St. Patrick’s Cathedral Reveals $177M Restoration, Now What?

April 21, 2015

The restored façade of St. Patrick’s Cathedral © 6sqft

“Is that St. Patrick’s Cathedral?” asked the passerby.

“Yes. It’s just been cleaned.”

“So that’s why I didn’t recognize it. I was looking for something gray.”

To the pleasure of all, St. Pat’s has emerged from its cocoon and it is brilliant to behold. Scaffolding is still up inside the cathedral, sharing the space with worshippers; and work may go on through the rest of this year. It is an enormous building, after all, occuping a full city block between 50th and 51st Street, and Fifth and Madison Avenues. On the outside the building was always impressive; now it is magnificent. It makes one think of the panoply and power of the Church, stately processions, gorgeous robes, bejeweled crosses and cardinals’ rings, incantations of the priests and congregation extolling the glory of God.

It also makes one think of the cost—$177 million—and wonder how far that money would go to aid the poor and feed the hungry of the earth, traditional missions of Christianity. Not very far, maybe, since world hunger is not assuaged by one meal. But to be a glittering promise of sublime afterlife for millions—that is conceivably worth it.

Those two demands on the resources of the church—aiding the poor and glorifying God—have been hard to reconcile for two millennia and the job is no easier today. St. Patrick’s has addressed it by raising funds earmarked specifically for the restoration, funds from individual donations, large and small, as well as grants from the archdiocese and trustees of the cathedral. Daily operations and good works are left to be taken care of by ongoing funds.

Alas, these funds are shrinking or threatened for all religious institutions, which are seeing their congregations dwindle at the same time as their upkeep increases. How to straddle the widening gap is a problem for all. Leveraging assets is always a good strategy, and the main material asset a church possesses is its building.

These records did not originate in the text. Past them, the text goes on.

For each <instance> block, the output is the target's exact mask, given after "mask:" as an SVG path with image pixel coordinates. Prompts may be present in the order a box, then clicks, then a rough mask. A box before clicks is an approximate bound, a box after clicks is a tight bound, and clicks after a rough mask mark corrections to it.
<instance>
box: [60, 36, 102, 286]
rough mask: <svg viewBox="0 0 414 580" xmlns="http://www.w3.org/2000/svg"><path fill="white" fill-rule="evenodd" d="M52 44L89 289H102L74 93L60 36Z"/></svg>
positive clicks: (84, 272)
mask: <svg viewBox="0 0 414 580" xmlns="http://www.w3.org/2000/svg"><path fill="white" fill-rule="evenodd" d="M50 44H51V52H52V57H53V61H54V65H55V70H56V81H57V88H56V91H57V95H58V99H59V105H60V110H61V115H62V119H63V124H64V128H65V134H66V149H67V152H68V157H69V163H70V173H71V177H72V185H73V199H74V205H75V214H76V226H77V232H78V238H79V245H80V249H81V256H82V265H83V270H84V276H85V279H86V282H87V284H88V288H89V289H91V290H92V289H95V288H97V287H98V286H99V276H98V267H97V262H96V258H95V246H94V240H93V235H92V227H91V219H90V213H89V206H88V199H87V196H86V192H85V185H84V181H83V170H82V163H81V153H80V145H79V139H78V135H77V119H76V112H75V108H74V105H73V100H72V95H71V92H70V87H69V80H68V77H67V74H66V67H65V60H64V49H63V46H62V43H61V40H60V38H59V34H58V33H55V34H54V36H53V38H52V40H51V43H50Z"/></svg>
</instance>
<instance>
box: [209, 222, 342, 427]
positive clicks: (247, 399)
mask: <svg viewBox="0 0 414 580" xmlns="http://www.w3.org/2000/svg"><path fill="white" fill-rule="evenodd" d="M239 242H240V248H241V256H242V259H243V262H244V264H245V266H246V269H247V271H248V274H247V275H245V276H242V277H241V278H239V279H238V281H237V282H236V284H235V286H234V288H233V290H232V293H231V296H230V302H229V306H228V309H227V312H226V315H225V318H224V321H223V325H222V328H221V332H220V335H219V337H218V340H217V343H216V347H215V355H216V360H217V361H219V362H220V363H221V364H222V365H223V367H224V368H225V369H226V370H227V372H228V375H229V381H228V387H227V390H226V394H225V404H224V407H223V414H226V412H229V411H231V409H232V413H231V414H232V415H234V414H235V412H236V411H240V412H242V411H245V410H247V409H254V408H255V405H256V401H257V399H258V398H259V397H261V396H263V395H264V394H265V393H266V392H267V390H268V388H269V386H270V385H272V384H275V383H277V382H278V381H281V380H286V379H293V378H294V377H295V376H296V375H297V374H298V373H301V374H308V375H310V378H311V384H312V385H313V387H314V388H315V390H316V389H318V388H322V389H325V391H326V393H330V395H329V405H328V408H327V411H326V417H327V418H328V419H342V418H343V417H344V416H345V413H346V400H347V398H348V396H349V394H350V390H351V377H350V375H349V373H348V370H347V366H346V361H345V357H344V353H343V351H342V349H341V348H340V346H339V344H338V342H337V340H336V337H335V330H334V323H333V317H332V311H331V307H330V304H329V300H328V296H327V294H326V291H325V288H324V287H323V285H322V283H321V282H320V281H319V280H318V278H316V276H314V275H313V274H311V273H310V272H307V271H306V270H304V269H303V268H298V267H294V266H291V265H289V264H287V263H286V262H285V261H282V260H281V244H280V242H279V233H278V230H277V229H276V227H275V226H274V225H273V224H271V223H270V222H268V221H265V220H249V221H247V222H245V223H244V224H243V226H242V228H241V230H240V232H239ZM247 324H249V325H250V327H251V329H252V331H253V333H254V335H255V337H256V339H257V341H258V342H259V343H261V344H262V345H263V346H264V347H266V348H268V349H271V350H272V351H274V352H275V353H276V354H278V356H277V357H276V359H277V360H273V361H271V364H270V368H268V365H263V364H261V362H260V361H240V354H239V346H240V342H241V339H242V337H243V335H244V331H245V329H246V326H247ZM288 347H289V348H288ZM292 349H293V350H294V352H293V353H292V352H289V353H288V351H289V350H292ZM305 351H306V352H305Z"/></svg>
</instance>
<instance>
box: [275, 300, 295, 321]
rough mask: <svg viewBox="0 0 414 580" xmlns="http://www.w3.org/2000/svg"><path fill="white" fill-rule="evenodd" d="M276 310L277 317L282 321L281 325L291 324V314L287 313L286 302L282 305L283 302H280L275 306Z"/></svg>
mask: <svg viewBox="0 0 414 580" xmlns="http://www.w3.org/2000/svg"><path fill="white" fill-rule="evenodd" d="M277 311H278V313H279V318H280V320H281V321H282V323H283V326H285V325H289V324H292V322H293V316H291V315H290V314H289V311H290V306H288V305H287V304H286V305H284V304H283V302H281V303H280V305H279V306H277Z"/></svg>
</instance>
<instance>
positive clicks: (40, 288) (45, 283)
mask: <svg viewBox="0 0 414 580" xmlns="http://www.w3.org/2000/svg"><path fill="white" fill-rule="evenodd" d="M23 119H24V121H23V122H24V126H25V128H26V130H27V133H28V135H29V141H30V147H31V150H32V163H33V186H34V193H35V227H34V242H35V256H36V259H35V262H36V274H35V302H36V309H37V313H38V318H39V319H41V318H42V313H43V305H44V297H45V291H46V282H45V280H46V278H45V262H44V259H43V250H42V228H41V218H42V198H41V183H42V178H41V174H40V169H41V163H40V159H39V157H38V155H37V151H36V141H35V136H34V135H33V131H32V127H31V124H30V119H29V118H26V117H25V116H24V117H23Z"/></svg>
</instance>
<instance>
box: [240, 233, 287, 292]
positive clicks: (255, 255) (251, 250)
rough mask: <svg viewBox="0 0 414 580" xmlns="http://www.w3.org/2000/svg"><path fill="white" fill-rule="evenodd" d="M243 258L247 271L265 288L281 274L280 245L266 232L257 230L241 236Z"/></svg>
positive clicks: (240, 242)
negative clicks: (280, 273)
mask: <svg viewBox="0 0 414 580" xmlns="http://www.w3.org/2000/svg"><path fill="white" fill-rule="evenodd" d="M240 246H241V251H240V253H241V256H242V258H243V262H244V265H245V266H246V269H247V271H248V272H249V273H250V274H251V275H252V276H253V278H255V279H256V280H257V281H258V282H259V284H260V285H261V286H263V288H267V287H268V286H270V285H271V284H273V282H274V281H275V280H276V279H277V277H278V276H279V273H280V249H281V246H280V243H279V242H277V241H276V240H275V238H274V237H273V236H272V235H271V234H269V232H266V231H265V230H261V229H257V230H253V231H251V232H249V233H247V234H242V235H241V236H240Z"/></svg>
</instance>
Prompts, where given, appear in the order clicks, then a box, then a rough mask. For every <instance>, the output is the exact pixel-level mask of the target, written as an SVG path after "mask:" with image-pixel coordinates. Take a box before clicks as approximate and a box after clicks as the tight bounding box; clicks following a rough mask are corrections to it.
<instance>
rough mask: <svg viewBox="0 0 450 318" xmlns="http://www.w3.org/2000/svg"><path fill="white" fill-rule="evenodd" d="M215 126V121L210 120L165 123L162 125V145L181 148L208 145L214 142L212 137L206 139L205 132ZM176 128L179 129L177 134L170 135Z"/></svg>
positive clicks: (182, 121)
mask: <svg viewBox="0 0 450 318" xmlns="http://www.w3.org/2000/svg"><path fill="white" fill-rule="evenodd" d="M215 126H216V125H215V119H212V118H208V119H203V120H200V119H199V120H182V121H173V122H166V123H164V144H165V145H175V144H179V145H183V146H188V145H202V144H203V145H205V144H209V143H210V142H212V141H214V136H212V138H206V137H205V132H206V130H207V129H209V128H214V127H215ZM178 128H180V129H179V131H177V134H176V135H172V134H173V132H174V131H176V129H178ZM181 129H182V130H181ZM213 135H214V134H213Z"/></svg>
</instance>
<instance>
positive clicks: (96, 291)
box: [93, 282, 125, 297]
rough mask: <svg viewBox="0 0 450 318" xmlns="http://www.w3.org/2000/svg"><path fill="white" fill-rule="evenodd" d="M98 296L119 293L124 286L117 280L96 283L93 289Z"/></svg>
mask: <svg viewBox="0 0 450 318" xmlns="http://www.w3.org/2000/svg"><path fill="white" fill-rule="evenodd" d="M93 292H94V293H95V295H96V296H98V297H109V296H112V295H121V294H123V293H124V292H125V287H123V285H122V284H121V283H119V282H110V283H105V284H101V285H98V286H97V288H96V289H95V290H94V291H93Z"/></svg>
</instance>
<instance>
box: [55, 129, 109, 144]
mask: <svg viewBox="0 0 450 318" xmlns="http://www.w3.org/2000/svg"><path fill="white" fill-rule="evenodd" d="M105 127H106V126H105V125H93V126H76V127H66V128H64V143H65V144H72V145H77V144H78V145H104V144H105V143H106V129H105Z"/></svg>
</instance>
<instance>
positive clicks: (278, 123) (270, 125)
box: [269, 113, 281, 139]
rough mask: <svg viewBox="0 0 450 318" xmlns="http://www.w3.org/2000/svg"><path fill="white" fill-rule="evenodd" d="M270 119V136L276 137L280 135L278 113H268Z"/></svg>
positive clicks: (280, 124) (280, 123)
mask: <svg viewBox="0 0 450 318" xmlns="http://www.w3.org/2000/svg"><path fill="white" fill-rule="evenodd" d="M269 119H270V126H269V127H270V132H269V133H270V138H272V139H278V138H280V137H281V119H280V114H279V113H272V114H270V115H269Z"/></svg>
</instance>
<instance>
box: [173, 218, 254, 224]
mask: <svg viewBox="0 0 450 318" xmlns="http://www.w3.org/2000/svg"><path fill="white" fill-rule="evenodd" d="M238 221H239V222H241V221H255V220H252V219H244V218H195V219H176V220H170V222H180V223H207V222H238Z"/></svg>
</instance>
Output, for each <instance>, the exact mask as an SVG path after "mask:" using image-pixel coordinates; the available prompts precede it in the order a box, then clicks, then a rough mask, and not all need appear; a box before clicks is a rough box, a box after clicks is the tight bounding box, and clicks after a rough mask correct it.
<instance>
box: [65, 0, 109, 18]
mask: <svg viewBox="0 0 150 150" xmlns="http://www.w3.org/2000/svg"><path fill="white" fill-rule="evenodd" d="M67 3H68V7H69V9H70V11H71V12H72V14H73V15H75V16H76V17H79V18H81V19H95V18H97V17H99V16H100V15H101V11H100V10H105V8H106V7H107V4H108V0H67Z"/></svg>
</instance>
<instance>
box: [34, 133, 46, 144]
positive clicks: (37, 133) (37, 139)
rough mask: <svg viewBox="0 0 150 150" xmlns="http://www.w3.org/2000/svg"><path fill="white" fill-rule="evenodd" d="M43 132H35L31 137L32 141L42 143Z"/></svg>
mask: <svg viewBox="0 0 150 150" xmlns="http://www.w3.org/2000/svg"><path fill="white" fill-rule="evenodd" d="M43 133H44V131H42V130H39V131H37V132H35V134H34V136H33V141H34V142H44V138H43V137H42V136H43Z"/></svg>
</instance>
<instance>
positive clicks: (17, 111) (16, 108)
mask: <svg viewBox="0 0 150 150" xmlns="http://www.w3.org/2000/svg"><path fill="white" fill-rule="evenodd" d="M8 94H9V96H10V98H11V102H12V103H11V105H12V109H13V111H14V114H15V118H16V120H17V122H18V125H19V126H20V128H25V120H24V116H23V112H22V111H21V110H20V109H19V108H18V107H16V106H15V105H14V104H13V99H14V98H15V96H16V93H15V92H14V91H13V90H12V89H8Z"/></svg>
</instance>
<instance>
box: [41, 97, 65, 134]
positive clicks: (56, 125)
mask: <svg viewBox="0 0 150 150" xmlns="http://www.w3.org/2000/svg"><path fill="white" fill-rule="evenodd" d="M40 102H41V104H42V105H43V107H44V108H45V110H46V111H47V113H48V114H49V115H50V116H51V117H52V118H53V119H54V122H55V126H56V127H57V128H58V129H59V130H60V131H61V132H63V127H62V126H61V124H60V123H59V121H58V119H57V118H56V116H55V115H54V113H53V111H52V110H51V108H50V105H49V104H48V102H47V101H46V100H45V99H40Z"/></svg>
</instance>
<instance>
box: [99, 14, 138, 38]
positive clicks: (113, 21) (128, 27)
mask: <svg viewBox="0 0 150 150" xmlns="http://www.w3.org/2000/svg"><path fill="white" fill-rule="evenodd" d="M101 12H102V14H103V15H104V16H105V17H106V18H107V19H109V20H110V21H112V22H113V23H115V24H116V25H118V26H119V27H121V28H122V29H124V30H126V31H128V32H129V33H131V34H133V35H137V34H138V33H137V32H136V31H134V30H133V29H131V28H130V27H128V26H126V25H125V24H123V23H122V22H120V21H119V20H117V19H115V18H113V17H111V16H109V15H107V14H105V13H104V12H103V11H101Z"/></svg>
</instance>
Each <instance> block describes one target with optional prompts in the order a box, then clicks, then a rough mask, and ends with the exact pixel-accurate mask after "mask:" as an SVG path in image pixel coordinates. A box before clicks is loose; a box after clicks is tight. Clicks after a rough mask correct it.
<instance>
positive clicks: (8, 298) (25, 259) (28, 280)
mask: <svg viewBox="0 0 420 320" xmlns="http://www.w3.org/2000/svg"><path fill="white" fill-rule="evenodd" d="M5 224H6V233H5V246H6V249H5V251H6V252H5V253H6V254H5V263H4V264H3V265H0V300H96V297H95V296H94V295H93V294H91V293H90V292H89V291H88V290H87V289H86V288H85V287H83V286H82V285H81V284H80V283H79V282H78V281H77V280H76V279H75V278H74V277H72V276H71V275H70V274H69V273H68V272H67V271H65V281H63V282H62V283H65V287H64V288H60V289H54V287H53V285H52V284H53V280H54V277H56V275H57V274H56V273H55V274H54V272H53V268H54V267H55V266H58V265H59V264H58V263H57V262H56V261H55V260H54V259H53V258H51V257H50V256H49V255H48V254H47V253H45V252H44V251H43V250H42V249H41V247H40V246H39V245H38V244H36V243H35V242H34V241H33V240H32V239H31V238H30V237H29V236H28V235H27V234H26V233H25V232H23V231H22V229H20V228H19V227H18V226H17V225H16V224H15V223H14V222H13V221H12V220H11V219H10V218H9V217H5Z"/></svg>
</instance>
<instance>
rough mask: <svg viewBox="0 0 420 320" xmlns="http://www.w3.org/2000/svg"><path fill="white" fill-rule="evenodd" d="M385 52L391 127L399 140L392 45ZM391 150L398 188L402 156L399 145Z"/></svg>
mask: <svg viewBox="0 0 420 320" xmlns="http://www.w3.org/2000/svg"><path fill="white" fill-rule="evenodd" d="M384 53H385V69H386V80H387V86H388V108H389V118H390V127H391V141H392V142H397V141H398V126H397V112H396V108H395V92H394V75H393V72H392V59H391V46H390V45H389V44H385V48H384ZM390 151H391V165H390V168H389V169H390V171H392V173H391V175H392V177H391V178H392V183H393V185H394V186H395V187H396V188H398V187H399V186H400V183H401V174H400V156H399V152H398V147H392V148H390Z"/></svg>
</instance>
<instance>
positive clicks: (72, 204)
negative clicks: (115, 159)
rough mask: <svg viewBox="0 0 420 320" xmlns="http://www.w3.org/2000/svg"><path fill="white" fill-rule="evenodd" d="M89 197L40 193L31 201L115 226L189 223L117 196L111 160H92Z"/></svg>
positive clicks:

St. Patrick's Cathedral, NYC landmarks, James Renwick Jr.
Detail of the entryway and rose window © 6sqft

That brings us to the issue of air rights, which, for those who are able to sell them, may look like a splendid chance to rectify things, at least temporarily. A one-time, single bundle of money, no matter how hefty, may not qualify as “ongoing funds,” but the income from the investment of it certainly would.

For decades owners of property not built to the maximum allowed by zoning regulations have been entitled to sell the difference between the amount of the zoning envelope they do occupy and the zoning envelope they are allowed to occupy. It is expressed in square feet. To sell your air rights means you can never, ever, use them to enlarge your building upward. For an institution like St. Patrick’s, the idea of building a rooftop addition higher is laughable—where would you put it, on top of a spire? So the idea of selling those rights is attractive.

The law says that you can sell your air rights to a site next door. If you are a designated landmark you can sell them next door or across the street. Now, if you look at the area around St. Patrick’s and look at all those tall, tall buildings, you quickly realize they are all built to their zoning capacity now. So where can a poor church sell its rights?

St. Patrick's Cathedral, NYC landmarks, James Renwick Jr.
Detail of the spires © 6sqft

Negotiations have been undertaken by St. Patrick’s, St. Bartholomew’s Church and Central Synagogue to extend the range of eligible receiving sites. The talks have taken place as part of the East Midtown Rezoning proposals to raise building-height limits. Inaugurated under Mayor Bloomberg’s administration, the talks are now in abeyance. It is assumed that City Planning will return to the issue, along with community stakeholders, the borough president and local council members, but at this point no one knows when that will happen.

St. Pat’s alone has 1.7 million square feet of air rights to sell, and conceivably it could distribute that largesse in various parts of Manhattan—they hope. If air rights, or development rights, are worth $200 a foot (and the price may vary from one location and time to another), then the Cathedral could reap a cool $340 million. That purse, wisely invested, could take care of a lot of ongoing funds.

There will always be those who ask whether St. Pat’s would really need to sell its air rights if it hadn’t spent so much restoring its building. It may be one of life’s many imponderables, but a good guess is that the answer would be yes.

Questions of money aside, the restoration is beautiful, and the cathedral now looks as it must have to its architect, James Renwick, Jr. when it was dedicated in 1879. That was 136 years ago; and now that coal is no longer burned to heat homes and industry is virtually absent from Manhattan, this job ought to last a good deal longer.